Further studies and larger case series are required to better define detailed sonographic patterns of congenital lung malformations and to definitively include LUS as a safe and not invasive diagnostic method for both the diagnosis and the follow-up of neonates affected by these rare pulmonary conditions.


#
#

Conflict of Interest

None declared.

Acknowledgments

We acknowledge all the families involved in this case series and are grateful to the medical and nursing staff of the academic NICU of Policlinico at Bari for their invaluable support.

What is Known about the Topic?

Congenital Pulmonary Airway Malformation and PS are rare malformations, usually diagnosed on prenatal scans.
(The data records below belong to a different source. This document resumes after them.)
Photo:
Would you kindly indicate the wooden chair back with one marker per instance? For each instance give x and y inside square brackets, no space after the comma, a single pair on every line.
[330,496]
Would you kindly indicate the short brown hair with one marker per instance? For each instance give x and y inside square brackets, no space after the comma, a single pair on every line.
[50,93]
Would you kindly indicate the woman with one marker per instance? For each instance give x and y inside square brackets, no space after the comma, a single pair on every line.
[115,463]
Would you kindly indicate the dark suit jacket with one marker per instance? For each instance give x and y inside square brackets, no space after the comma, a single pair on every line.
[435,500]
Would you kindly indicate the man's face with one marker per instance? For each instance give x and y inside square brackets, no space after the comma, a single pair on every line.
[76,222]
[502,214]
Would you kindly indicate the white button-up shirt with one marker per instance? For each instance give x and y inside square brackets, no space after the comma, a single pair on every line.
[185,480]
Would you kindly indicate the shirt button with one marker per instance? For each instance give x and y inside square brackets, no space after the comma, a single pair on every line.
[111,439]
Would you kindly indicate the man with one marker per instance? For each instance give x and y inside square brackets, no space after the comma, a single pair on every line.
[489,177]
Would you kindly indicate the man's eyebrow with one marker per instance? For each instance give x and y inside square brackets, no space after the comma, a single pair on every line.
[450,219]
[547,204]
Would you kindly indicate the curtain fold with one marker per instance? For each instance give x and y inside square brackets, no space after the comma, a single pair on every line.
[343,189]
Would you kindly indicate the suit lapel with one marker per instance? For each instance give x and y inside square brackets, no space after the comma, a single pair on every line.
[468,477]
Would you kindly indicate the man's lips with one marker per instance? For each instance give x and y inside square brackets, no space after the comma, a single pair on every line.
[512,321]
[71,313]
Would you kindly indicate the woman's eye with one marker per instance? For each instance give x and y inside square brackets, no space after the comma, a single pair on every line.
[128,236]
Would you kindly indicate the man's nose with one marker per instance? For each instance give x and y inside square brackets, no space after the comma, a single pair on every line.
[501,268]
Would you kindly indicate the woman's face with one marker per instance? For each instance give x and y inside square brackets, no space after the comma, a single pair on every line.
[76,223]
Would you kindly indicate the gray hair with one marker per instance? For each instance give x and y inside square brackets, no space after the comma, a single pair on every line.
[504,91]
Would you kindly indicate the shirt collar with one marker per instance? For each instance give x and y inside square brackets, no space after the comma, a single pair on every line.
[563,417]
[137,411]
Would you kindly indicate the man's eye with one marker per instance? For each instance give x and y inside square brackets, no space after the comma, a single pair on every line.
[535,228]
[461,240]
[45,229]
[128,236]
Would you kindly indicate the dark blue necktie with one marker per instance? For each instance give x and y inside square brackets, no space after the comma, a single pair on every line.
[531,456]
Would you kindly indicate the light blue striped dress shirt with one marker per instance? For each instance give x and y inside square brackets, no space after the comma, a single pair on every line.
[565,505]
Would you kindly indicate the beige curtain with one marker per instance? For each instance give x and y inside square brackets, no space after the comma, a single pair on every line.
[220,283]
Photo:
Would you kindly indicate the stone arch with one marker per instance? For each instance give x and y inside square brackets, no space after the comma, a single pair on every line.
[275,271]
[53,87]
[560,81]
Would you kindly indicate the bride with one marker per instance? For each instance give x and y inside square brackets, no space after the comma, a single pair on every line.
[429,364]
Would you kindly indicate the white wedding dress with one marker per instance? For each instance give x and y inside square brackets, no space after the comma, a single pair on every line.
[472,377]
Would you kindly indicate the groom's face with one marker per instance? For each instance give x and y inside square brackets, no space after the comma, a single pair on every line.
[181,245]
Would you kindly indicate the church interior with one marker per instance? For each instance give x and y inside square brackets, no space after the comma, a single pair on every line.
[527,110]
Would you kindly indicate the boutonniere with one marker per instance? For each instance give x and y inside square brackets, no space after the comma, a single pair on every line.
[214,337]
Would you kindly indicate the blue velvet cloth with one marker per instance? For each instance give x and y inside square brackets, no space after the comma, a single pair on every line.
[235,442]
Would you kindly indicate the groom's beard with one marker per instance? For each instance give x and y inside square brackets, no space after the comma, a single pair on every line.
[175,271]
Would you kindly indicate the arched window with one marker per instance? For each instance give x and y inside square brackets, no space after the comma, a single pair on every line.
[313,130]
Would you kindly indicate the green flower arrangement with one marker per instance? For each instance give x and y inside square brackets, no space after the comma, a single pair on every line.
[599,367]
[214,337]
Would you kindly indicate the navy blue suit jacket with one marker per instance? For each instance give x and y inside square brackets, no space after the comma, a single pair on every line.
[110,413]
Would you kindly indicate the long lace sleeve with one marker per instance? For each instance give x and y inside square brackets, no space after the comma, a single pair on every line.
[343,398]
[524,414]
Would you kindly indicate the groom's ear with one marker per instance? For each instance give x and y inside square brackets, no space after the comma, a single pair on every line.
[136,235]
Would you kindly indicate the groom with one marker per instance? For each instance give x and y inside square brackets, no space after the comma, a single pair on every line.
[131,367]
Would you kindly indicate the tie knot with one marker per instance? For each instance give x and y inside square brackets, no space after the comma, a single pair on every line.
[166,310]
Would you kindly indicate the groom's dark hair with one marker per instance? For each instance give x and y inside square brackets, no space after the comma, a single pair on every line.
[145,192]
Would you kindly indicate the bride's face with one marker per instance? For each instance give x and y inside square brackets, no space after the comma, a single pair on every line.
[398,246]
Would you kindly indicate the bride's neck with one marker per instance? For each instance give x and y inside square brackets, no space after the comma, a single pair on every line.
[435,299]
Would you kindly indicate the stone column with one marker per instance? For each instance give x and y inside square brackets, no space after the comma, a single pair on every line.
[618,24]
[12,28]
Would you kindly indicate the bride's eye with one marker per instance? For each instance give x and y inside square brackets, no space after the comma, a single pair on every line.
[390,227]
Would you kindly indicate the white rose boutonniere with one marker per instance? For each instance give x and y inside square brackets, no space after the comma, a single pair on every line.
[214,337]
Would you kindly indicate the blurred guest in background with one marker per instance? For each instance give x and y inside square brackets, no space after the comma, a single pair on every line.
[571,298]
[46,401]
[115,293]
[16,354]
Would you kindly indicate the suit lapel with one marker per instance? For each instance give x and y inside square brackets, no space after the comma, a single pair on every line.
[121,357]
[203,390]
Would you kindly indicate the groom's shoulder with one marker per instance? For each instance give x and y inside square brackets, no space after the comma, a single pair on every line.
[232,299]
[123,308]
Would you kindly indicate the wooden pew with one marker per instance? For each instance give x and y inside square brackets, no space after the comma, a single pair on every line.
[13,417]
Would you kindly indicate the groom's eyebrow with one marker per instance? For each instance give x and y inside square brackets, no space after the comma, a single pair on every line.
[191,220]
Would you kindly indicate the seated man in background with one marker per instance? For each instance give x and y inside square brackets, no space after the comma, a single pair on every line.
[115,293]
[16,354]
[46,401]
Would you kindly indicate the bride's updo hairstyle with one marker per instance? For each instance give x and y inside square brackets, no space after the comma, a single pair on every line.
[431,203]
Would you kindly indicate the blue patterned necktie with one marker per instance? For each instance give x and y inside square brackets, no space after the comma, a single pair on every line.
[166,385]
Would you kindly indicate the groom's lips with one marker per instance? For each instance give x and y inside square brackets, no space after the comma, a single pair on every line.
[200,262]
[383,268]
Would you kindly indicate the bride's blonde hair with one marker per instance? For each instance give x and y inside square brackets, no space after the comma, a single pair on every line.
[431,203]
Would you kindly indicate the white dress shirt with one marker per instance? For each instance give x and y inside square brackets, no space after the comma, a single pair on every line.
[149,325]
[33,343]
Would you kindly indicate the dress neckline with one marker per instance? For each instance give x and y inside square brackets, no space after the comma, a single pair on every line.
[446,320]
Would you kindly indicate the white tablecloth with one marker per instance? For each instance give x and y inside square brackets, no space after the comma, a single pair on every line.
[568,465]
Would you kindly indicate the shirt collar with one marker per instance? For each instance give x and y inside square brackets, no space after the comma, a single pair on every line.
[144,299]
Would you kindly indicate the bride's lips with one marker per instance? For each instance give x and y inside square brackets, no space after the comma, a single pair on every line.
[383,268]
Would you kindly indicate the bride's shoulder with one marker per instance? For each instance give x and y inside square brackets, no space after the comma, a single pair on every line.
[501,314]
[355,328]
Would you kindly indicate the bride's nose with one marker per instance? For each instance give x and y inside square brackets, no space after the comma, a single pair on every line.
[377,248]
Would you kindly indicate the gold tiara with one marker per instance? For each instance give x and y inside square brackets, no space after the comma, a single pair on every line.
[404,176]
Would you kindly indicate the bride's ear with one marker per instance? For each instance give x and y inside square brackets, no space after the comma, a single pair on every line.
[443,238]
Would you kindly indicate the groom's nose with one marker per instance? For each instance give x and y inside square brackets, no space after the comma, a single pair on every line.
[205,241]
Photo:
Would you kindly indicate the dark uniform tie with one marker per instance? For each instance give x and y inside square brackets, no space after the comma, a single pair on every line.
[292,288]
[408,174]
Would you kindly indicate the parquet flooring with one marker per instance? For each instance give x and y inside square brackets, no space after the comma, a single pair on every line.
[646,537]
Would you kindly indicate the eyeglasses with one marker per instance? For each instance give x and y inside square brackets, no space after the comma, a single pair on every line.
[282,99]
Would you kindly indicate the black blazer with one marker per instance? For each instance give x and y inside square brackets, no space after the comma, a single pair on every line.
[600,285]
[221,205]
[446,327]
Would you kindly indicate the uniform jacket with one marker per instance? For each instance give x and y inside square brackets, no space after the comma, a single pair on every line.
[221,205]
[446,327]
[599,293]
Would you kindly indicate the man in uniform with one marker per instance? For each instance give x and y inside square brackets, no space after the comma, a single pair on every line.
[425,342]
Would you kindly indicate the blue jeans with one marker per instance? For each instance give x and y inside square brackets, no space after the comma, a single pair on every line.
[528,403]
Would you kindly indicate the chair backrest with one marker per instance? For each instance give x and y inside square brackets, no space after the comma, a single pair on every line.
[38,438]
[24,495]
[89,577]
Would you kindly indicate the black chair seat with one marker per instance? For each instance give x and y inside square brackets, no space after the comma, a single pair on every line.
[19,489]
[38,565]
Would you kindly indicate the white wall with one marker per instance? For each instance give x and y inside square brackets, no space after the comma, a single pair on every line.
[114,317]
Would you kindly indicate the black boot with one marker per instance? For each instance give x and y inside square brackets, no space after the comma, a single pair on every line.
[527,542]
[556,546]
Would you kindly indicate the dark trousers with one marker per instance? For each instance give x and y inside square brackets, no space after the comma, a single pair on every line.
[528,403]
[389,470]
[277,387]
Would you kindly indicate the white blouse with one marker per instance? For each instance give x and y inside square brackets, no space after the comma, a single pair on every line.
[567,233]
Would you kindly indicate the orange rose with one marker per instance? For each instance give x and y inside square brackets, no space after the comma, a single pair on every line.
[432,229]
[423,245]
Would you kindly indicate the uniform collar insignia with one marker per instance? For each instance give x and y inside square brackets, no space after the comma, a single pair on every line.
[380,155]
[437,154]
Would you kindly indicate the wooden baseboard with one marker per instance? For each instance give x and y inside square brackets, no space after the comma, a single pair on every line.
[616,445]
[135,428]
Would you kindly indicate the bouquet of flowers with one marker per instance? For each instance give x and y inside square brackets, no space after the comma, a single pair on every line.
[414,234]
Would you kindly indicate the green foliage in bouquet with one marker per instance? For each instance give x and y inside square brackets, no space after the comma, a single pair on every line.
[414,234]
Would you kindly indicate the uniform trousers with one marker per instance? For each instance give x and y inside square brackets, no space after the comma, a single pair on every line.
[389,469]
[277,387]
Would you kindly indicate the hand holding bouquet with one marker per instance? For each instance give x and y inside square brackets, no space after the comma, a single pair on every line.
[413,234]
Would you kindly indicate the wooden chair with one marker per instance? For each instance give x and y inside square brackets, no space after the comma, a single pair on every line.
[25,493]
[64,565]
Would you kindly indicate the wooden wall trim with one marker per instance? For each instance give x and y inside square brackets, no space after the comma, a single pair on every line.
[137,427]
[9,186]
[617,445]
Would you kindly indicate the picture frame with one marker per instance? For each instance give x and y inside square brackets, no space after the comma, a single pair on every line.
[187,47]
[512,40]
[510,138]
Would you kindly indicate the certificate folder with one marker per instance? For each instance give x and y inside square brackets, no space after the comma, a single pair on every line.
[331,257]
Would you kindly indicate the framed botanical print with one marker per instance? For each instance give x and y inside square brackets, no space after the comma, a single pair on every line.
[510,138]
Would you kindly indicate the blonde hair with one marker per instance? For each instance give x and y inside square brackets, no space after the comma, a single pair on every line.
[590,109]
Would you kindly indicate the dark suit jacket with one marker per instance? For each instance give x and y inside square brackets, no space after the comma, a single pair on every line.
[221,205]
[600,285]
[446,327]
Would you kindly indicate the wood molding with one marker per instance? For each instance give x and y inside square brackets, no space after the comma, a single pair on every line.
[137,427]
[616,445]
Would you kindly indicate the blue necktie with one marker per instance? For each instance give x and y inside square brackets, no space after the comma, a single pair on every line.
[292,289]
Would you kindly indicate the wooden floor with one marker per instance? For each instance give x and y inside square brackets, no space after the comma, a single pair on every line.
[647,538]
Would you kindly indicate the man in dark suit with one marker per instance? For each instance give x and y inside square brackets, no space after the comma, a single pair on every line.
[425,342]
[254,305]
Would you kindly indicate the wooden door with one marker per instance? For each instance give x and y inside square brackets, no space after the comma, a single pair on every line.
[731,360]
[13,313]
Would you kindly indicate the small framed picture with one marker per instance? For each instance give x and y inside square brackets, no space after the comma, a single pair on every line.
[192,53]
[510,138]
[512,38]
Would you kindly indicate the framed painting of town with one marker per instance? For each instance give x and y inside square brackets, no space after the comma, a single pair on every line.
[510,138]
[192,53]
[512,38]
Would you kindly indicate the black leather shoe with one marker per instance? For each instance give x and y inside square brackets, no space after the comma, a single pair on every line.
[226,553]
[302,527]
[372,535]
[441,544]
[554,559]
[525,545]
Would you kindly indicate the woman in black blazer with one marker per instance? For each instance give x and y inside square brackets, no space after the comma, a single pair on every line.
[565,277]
CT scan and CT angiography scan are the preferred imaging techniques for the postnatal management of CPAM and PS, respectively. Surgical repair is necessary in selected cases only.


What Does this Study Add?

LUS is useful in addition to traditional imaging techniques for the diagnosis and follow-up of pulmonary malformations. LUS and CT scan findings present a high degree of consistency. Single or multiple hypoechoic cysts of various dimensions and lung consolidation on LUS might be suggestive of pulmonary malformations.


Authors' Contributions

M.Q. and R.P. conceptualized this study and drafted the first versions of the manuscript. M.Q. and G.C. performed and reviewed lung ultrasound examinations. N.L. and A.D.M. made substantial contribution to the final version of the manuscript. All the authors approved the final manuscript as submitted.


Note

Parental informed consent was obtained from all patients.



Address for correspondence

Raffaella Panza, MD
Department of Biomedical Science and Human Oncology, Neonatology and Neonatal Intensive Care Unit
“Aldo Moro” University of Bari–Policlinico Hospital, Bari, Italy, P.zza Giulio Cesare 11, 70124 Bari
Italy   


Zoom Image
Fig. 1 (A) LUS on DOL 1: complete atelectasis of the left lower lobe with echogencity similar to the spleen. (B) Color Doppler examination: abnormal feeding vessel branching from the thoracic aorta. (C) CT scan at 6 months of life; PS appearing as consolidation of the left lower lobe. CT, computed tomography; DOL, day of life; LUS, lung ultrasound; PS, pulmonary sequestration.
Zoom Image
Fig. 2 (A) CXR_DOL 1: upper-middle pneumothorax with mediastinal shift to the left. (B) LUS-DOL 1: macrocystic lesions (≥ 5 mm according to Adzick classification) of the right middle and upper lobes. (C) CT scan-DOL 1: CPAM type I. CPAM, congenital pulmonary airway malformation; CT, computed tomography; CXR, chest X-ray; DOL, day of life; LUS, lung ultrasound.
Zoom Image
Fig. 3 (A) CXR: left-sided diaphragmatic elevation. (B) LUS: pulmonary consolidation of the left lower lobe. (C) CT scan: pulmonary condensation of the posterior left lower lobe, fed by a systemic vessel branching from the thoracic aorta. The venous drainage is provided by the pulmonary system, suggesting the diagnosis of intralobar PS. CT, computed tomography; CXR, chest X-ray; LUS, lung ultrasound; PS, pulmonary sequestration.
Zoom Image
Fig. 4 (A) CXR at birth: unclear diffuse opacity of the left hemithorax with apparent mediastinal and tracheal shift. (B) LUS-DOL 1: cysts of various dimensions (> 5 mm) in the context of left upper lobe. (C) CT-DOL 2: multisized cysts (> 5 mm) in the left upper lobe with transmediastinal herniation in the right hemithorax. CT, computed tomography; CXR, chest X-ray; DOL, day of life; LUS, lung ultrasound.
Zoom Image
Fig. 5 (A) CXR DOL 1: misdiagnosis of right-sided CDH. (B) LUS-DOL1: multi-sized cysts with anechoic content and no signs of bowel wall with diagnosis of CPAM type 1. (C) CT scan-DOL 4: CPAM type 1. CDH, congenital diaphragmatic hernia; CPAM, congenital pulmonary airway malformation; CT, computed tomography; CXR, chest X-ray; DOL, day of life; LUS, lung ultrasound.
Zoom Image
Fig. 6 (A, B) LUS-DOL 1: lung consolidation of left posterior lower lobe. DOL, day of life; LUS, lung ultrasound.
Zoom Image
Fig. 7 (A) CXR at birth: negative. (B) LUS-DOL 1: right lower lobe multicysts suggesting CPAM type II. (C) LUS-1 month: diffuse B lines but no evidence of cysts. CPAM, congenital pulmonary airway malformation; CXR, chest X-ray; DOL, day of life; LUS, lung ultrasound.